The background is more in Belgium's internal politics: "The reason why the Walloon Region is trying to block or at least delay the CETA is political only. The Belgian federal government is run by the right wing whereas the Walloon Region is dominated by the socialists. The problem for the Walloon socialists is that there are losing ground to the extreme left. Hence, it is critical for them to show that they are fighting the CETA whose benefits would only to large multinational corporations. All this fuss about the CETA has thus to be seen in the context of Belgian politics. Belgium has an extremely open economy and exports much more than it imports. We are net beneficiaries of free trade." says Damien Geradine, Founding Partner of EDGE | Legal Thinking, a Brussels-based boutique law firm specialized in EU competition law and intellectual property law and Professor of Competition Law & Economics at Tilburg University (the Netherlands) and at George Mason University School of Law (Washington, DC).

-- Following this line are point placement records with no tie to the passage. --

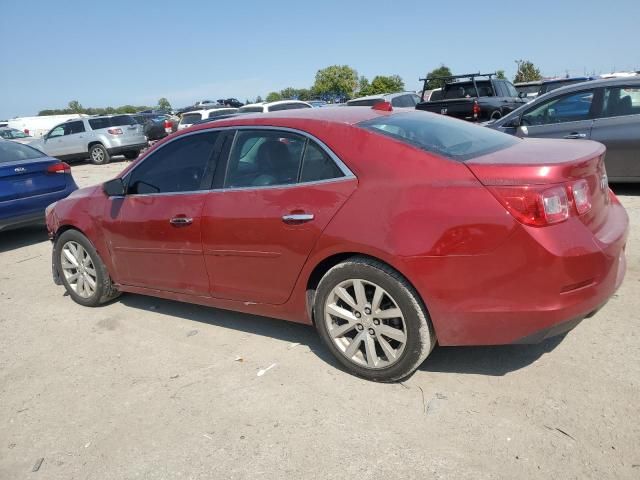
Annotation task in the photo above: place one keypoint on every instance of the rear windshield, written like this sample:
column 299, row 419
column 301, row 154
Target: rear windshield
column 467, row 89
column 370, row 102
column 438, row 134
column 108, row 122
column 14, row 152
column 189, row 118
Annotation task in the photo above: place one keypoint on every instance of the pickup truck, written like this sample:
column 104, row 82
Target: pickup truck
column 474, row 99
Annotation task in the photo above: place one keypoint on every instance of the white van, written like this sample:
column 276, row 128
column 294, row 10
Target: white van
column 189, row 118
column 38, row 126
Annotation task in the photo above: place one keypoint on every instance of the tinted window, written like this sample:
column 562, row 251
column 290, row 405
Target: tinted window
column 262, row 158
column 14, row 152
column 184, row 165
column 567, row 108
column 72, row 128
column 440, row 135
column 317, row 165
column 619, row 101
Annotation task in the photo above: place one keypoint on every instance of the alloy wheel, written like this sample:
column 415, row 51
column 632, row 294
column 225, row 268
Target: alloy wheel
column 365, row 324
column 78, row 269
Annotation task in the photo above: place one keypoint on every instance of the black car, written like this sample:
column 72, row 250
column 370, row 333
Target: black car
column 607, row 111
column 469, row 97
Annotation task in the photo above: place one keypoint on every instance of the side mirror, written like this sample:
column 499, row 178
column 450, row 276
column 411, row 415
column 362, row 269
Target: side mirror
column 114, row 188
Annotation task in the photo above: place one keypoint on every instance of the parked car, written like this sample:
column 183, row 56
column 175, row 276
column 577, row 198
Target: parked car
column 15, row 135
column 156, row 127
column 390, row 229
column 29, row 182
column 604, row 110
column 96, row 138
column 264, row 107
column 473, row 99
column 397, row 100
column 190, row 118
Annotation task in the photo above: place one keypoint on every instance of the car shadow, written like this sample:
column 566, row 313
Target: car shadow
column 256, row 325
column 22, row 237
column 492, row 360
column 626, row 188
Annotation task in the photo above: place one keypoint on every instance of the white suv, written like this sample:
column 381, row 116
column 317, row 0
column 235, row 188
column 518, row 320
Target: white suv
column 95, row 138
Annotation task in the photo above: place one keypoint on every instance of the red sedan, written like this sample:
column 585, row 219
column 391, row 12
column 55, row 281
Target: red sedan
column 389, row 231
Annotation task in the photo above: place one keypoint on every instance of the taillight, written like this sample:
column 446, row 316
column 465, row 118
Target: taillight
column 476, row 110
column 534, row 205
column 60, row 167
column 581, row 198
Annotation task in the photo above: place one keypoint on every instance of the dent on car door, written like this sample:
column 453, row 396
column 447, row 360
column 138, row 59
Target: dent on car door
column 568, row 116
column 154, row 231
column 281, row 190
column 618, row 128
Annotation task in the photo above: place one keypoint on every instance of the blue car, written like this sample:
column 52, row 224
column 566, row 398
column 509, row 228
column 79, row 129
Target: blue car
column 29, row 182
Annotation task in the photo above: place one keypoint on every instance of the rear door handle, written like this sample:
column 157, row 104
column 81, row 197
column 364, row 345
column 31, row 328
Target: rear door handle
column 297, row 217
column 181, row 221
column 576, row 135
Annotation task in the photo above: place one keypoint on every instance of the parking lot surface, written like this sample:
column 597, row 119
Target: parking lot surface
column 155, row 389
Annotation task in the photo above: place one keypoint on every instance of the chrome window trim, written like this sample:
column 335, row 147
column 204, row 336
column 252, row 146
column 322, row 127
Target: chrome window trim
column 348, row 174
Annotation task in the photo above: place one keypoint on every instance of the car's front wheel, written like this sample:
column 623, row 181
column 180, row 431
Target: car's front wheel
column 81, row 270
column 98, row 155
column 372, row 320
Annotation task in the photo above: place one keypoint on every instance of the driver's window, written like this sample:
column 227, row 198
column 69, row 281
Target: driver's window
column 568, row 108
column 184, row 165
column 56, row 132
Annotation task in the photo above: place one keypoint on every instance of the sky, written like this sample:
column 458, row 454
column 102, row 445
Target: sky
column 134, row 52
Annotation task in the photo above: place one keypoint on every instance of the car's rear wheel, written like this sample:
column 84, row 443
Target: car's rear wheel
column 372, row 320
column 98, row 155
column 82, row 271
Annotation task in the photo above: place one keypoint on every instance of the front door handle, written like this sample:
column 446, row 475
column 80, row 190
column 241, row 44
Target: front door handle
column 297, row 218
column 181, row 221
column 576, row 135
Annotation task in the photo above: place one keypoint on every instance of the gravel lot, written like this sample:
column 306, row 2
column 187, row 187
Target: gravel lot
column 154, row 389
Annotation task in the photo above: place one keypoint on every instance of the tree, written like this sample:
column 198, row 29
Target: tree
column 384, row 84
column 336, row 82
column 527, row 72
column 163, row 104
column 441, row 71
column 274, row 97
column 75, row 107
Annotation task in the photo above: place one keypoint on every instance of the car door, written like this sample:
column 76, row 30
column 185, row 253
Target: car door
column 568, row 115
column 280, row 191
column 617, row 126
column 154, row 230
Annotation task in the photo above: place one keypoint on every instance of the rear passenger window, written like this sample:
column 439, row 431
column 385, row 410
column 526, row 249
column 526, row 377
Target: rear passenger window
column 184, row 165
column 317, row 165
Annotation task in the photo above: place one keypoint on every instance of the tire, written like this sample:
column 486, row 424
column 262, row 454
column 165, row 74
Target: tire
column 98, row 155
column 412, row 337
column 93, row 268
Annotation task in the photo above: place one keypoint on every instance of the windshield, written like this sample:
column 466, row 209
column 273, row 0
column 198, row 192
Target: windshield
column 440, row 135
column 14, row 152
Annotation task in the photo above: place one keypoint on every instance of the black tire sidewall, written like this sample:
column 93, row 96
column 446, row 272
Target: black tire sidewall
column 402, row 292
column 102, row 280
column 107, row 158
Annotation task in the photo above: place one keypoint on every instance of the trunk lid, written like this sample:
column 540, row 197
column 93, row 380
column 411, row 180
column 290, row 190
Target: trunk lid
column 540, row 162
column 28, row 178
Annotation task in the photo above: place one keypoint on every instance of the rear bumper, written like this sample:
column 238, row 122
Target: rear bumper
column 533, row 287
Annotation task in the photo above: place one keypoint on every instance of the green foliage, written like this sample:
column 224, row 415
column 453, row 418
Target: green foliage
column 441, row 71
column 527, row 72
column 336, row 82
column 163, row 104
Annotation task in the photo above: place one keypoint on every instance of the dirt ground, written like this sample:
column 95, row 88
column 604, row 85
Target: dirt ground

Anybody who followed the ups and downs while Belgium tried to form a government after recent elections (not just one but the last two anyway), can understand this.

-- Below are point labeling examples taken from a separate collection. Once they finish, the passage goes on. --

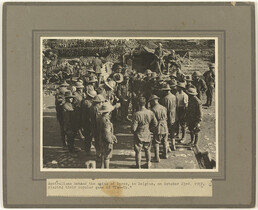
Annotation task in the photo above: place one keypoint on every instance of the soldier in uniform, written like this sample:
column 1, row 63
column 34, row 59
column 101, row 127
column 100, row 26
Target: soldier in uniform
column 141, row 123
column 173, row 60
column 124, row 96
column 182, row 103
column 70, row 127
column 209, row 77
column 97, row 64
column 188, row 79
column 59, row 102
column 199, row 84
column 147, row 84
column 90, row 82
column 194, row 115
column 79, row 96
column 173, row 86
column 110, row 96
column 170, row 102
column 107, row 137
column 160, row 135
column 86, row 120
column 159, row 59
column 98, row 100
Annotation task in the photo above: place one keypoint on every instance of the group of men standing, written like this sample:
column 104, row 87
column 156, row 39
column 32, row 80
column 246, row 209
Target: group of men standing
column 161, row 105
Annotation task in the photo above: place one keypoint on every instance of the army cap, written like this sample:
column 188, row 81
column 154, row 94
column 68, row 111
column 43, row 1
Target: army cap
column 68, row 94
column 106, row 107
column 192, row 91
column 99, row 98
column 153, row 97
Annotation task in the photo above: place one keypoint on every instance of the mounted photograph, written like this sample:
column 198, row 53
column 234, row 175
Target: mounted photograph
column 135, row 104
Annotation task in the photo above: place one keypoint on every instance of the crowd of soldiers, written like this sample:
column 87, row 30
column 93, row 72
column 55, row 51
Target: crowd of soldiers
column 163, row 104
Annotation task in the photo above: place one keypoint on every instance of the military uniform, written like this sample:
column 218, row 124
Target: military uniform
column 94, row 117
column 210, row 82
column 70, row 127
column 79, row 96
column 124, row 97
column 160, row 134
column 170, row 102
column 194, row 116
column 142, row 136
column 200, row 87
column 182, row 102
column 97, row 65
column 86, row 121
column 107, row 138
column 59, row 102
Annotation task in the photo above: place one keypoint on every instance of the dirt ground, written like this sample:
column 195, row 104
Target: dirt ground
column 55, row 157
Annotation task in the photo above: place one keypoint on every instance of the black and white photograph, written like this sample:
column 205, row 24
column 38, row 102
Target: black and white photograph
column 129, row 104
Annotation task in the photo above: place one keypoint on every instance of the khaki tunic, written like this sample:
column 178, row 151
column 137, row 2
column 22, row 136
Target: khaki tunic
column 141, row 123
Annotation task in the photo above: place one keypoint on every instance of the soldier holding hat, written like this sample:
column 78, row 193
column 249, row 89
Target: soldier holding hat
column 86, row 120
column 160, row 134
column 194, row 115
column 199, row 84
column 91, row 82
column 182, row 103
column 70, row 127
column 107, row 137
column 98, row 100
column 170, row 102
column 209, row 77
column 143, row 120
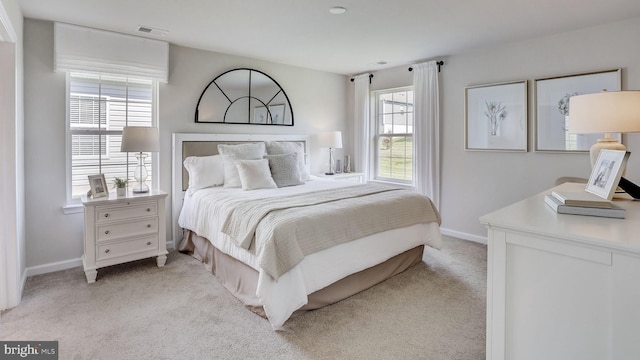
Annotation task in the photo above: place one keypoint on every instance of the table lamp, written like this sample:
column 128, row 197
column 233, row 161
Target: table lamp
column 331, row 140
column 140, row 139
column 606, row 112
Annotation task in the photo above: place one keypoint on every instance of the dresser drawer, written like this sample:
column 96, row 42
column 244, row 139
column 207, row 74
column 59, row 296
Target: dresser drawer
column 125, row 211
column 115, row 230
column 112, row 250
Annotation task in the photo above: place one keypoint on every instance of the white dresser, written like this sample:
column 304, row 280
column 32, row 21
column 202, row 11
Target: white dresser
column 122, row 229
column 357, row 178
column 562, row 287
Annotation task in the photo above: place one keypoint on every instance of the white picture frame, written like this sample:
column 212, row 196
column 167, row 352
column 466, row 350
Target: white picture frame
column 496, row 117
column 551, row 97
column 606, row 172
column 98, row 186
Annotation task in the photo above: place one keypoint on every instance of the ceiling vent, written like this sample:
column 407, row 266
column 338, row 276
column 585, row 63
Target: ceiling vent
column 152, row 31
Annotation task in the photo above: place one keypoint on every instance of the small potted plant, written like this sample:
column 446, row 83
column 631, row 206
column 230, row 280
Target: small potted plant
column 121, row 186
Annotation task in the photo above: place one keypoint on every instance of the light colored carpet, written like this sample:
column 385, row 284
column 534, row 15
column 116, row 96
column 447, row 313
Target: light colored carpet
column 434, row 310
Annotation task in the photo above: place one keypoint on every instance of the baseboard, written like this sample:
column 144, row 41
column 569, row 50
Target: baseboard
column 68, row 264
column 464, row 236
column 51, row 267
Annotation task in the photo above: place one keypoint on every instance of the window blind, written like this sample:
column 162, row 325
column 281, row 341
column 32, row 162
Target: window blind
column 84, row 49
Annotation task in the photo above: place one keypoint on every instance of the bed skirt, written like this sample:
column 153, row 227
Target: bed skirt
column 242, row 280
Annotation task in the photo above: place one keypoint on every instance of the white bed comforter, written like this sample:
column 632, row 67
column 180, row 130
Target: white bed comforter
column 280, row 298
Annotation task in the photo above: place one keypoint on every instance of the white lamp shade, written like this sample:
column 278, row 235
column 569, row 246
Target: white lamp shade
column 140, row 139
column 330, row 139
column 605, row 112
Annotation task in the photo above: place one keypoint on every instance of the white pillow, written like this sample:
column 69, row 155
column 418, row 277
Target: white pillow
column 231, row 153
column 255, row 174
column 284, row 169
column 204, row 171
column 287, row 147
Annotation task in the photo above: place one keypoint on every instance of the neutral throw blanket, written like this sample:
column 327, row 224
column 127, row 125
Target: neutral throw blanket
column 281, row 231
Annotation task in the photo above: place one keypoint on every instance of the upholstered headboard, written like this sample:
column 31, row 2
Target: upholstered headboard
column 185, row 145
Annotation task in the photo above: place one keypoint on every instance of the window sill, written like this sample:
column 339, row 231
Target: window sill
column 72, row 208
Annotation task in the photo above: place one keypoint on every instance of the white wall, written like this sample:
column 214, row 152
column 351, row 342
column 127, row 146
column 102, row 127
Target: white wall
column 318, row 100
column 475, row 183
column 12, row 201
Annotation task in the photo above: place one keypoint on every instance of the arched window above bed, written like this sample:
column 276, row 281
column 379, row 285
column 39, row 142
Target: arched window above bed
column 244, row 96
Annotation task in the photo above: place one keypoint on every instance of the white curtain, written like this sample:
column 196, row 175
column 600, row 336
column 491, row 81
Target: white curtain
column 78, row 48
column 426, row 132
column 361, row 135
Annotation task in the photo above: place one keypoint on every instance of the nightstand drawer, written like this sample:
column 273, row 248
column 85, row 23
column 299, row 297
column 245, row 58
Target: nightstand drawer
column 125, row 211
column 108, row 251
column 127, row 229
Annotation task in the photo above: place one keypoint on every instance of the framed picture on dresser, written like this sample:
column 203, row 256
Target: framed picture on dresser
column 98, row 186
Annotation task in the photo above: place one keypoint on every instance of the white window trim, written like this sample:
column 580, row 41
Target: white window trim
column 374, row 138
column 74, row 206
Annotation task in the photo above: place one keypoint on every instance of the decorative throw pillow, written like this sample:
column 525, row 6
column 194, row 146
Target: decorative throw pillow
column 284, row 169
column 204, row 171
column 231, row 153
column 287, row 147
column 255, row 174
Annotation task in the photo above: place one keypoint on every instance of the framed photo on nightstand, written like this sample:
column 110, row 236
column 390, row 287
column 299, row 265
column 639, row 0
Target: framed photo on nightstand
column 98, row 186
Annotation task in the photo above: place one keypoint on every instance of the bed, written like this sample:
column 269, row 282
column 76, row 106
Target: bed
column 290, row 247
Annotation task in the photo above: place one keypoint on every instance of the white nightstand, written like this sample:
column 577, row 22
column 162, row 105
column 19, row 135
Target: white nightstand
column 123, row 229
column 349, row 177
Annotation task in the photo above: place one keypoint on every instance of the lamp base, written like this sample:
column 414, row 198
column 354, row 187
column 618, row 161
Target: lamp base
column 140, row 189
column 606, row 143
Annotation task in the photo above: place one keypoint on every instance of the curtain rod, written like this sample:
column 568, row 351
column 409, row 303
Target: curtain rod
column 439, row 63
column 370, row 76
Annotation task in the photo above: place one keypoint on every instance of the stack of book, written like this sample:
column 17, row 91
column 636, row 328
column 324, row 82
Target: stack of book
column 582, row 203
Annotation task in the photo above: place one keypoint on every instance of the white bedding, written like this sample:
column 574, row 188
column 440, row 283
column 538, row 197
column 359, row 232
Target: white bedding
column 282, row 297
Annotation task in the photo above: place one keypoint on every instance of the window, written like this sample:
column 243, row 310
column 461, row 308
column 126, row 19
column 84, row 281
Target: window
column 98, row 108
column 393, row 153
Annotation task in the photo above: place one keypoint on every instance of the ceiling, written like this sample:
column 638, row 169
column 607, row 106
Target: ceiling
column 303, row 32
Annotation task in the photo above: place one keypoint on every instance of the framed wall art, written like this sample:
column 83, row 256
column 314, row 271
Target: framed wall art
column 496, row 117
column 552, row 112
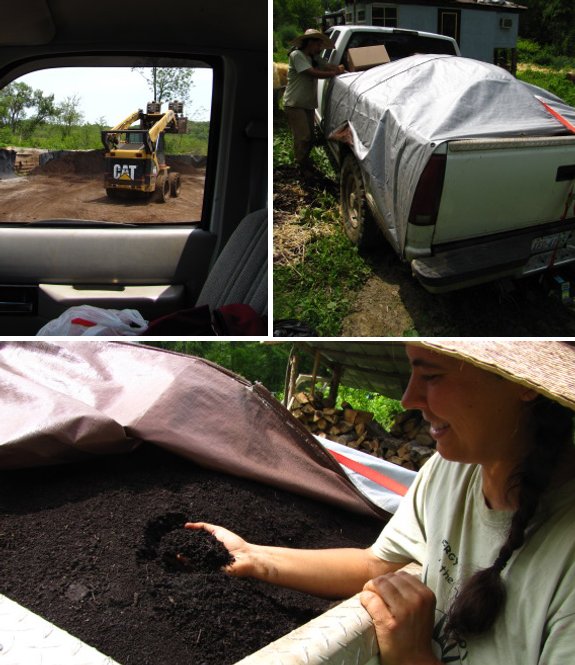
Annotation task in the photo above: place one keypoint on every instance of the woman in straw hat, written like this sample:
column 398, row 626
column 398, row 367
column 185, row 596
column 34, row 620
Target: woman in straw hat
column 490, row 517
column 300, row 97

The Commission finally succeeded to convince the Wallons to approve the deal. This is not the first time that a vote first hindering EU actions is repeated - it happened to Denmark on the Maastricht Treaty, Ireland on the Nice Treaty and Ireland again on the Lisbon Treaty. The Dutch and French no to the Constitutional treaty of the EU was accepted, but the project restarted and resulted in the (somewhat weaker and legally more complex but less strong) Lisbon treaty. It was, however, not just repeating the votes, the situation or the arguments have also changed, as explained in http://blogs.lse.ac.uk/europpblog/2015/10/19/asking-the-public-twice-why-do-voters-change-their-minds-in-second-referendums-on-eu-treaties/
There are two questions lingering: Will the Brexit vote also be repeated? What will happen to the TTIP? The latter question may be irrelevant, given that the TTIP faces much more resistance and that enthusiasm for it may fade in the U.S., too, if not already faded - and neither of the two presidential candidates is eager on it. No question that with Trump, we may bury it entirely but Clinton also treads carefully on it.